Lambda the Ultimate

There was a good discussion of automatic lifting in APL in this previous discussion.

If you are really interested in lifting in the domain of arrays, I suggest that you study J rather than APL. J is the successor of APL, cleaning-up and advancing many of its concepts. There is a huge, up-to-date literature on J, and freely available implementations to play with and learn from.

In J, the central concept that one needs to know with respect to ‘lifting’ is rank, but there are a number of related and also important concepts: axis, shape, frame, cell, item, tally, verb rank….

The official J reference is the Dictionary (see esp. Chapter 20 ‘Rank’), but it is not suitable for a beginner. I'd suggest reading the following instead:

• the J Primer – Part 5, titles ‘Atom’, ‘List’, ‘Table’, etc;
• this article;
• Roger Hui's ‘Rank’ essays 1 and 2.

Now, J is also, like APL, dynamically typed. There are several substantial reasons for that, but think of it this way: in J, ranks play a similar role to that of types in, say, languages with algebraic type systems. In Haskell, types control how things interact; in J, it is ranks. And as value ranks are necessarily dynamic, the very concept of static ‘typing’ does not make much sense in J.

Wonderful, going to work through these. I see what you are saying about the typing. I will try to see types the J way.

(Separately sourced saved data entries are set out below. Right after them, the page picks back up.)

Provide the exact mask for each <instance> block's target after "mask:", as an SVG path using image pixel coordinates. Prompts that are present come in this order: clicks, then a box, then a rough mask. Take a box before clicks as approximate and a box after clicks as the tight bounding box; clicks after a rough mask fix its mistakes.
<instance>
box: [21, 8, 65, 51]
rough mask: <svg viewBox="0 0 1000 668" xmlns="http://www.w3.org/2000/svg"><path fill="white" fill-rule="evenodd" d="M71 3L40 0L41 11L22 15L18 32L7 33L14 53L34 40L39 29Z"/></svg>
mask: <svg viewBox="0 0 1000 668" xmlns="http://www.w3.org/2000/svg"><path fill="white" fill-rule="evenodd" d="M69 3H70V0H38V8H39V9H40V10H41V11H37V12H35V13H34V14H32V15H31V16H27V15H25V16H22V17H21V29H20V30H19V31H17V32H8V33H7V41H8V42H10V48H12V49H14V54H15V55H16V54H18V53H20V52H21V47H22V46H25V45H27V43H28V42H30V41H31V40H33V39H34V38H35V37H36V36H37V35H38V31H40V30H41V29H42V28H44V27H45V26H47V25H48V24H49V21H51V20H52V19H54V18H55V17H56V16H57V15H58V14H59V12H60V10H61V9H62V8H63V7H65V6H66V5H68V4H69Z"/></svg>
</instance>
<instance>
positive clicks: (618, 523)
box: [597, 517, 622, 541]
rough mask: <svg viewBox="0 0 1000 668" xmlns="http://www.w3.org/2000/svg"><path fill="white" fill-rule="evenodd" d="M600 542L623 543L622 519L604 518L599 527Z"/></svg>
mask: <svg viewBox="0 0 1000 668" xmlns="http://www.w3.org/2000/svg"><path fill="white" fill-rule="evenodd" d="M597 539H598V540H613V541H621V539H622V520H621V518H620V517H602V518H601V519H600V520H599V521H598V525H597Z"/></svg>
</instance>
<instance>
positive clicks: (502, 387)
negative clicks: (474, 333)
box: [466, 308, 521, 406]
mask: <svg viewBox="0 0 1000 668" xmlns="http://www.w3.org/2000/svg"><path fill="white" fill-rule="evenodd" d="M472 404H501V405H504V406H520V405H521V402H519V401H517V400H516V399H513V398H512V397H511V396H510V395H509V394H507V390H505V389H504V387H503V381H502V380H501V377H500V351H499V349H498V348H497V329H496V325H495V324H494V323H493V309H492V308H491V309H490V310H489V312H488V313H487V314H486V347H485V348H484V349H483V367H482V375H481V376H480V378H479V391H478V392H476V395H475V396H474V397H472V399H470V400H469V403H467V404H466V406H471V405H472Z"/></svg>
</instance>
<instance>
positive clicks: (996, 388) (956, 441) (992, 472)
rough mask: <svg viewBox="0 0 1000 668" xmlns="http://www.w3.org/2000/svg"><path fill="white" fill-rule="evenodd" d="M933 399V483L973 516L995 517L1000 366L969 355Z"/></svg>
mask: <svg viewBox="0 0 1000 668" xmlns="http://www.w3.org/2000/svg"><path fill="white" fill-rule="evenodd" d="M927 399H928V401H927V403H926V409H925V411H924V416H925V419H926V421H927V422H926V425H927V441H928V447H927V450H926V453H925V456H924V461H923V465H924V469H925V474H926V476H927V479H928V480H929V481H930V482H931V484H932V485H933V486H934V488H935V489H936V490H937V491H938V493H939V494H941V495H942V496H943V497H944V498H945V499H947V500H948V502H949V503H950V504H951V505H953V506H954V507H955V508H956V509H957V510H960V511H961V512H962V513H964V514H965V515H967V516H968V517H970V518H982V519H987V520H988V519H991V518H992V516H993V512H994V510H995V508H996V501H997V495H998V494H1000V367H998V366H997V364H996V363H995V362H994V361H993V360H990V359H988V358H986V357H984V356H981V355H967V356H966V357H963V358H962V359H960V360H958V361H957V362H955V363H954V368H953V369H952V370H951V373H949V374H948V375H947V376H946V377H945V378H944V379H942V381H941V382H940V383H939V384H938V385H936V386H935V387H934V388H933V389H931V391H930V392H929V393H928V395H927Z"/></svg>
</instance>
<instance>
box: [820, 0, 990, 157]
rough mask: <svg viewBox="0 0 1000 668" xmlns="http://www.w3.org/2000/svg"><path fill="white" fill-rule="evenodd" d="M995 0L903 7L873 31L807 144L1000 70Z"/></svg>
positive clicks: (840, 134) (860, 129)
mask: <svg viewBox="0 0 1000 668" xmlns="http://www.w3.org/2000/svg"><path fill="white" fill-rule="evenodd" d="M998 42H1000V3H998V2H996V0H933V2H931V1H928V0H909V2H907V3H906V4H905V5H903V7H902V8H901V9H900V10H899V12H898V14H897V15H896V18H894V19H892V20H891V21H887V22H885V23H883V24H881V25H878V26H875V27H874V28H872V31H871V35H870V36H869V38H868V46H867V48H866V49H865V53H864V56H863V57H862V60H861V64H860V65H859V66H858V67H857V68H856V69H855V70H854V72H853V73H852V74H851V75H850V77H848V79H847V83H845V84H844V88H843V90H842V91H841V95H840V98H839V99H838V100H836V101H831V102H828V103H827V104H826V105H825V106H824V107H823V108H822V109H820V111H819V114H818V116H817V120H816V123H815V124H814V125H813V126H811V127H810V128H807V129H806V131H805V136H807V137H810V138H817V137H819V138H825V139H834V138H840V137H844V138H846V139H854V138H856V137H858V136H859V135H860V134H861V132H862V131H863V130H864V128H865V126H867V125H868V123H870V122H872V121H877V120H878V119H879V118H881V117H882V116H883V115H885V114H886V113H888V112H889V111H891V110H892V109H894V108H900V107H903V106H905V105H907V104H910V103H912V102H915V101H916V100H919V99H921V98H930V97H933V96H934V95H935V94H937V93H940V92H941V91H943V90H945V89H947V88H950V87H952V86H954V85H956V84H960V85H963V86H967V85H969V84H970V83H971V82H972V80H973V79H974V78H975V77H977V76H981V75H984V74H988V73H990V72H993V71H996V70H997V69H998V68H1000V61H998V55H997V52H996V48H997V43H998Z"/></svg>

The previous discussion James posted (excellent, thank you) brings up this issue. I'm not sure that I follow why this is a show stopper. My plan, which is why the suggestion of APL threw me off a bit :), was to rely on the type to dictate how, e.g., your above examples would behave. Indeed, I see now that a functor alone isn't sufficient, but perhaps an additional operation * : F(a->b)->F(a)->F(b) (applicative functor?) would do the trick.

In particular, it is clear that f: a->b should map to f:[a]->[b] via the map function in either APL or Haskell examples, i.e (+) [1,2] : [Double->Double]. The question lies as to how ((+) [1,2]) [10,20] should behave. i.e. how should we evaluate [Double -> Double][Double]. To be faithful to Haskell, this would lift to: do f <- (+)[1,2]; x <- [10,20]; return $ f x. But we could just as easily lift it to: map (\(f,x) ->f x) $ zip ((+)[1,2]) [10,20].

In general, given F(a->b) F(a) we get a choice as to how to evaluate, and we can do so by transforming F(a->b)F(a) to (*)(F(a->b)) F(a). If the list functor were to be augmented with the above * operation (call it Zip for APL behavior/and Cart for Haskell behavior), then we would be able to differentiate:
x : Zip a, y : Zip b, f : a -> b -> c |- f x y : Zip c
x : Cart a, y : Cart b, f : a -> b -> c |- f x y : Cart c
x : [a], y : [b], f : a -> b-> c |- f x y : (unable to resolve)

Is this the source of the "ambiguity" problem, or is there something I am missing?

You might be spot on with applicative functors. See f.e.
http://haskell.org/ghc/docs/latest/html/libraries/base/src/Control-Applicative.html#ZipList

So I think this changes your question to if there is a language with good syntactic support for applicative functors. Which I would like to know about too.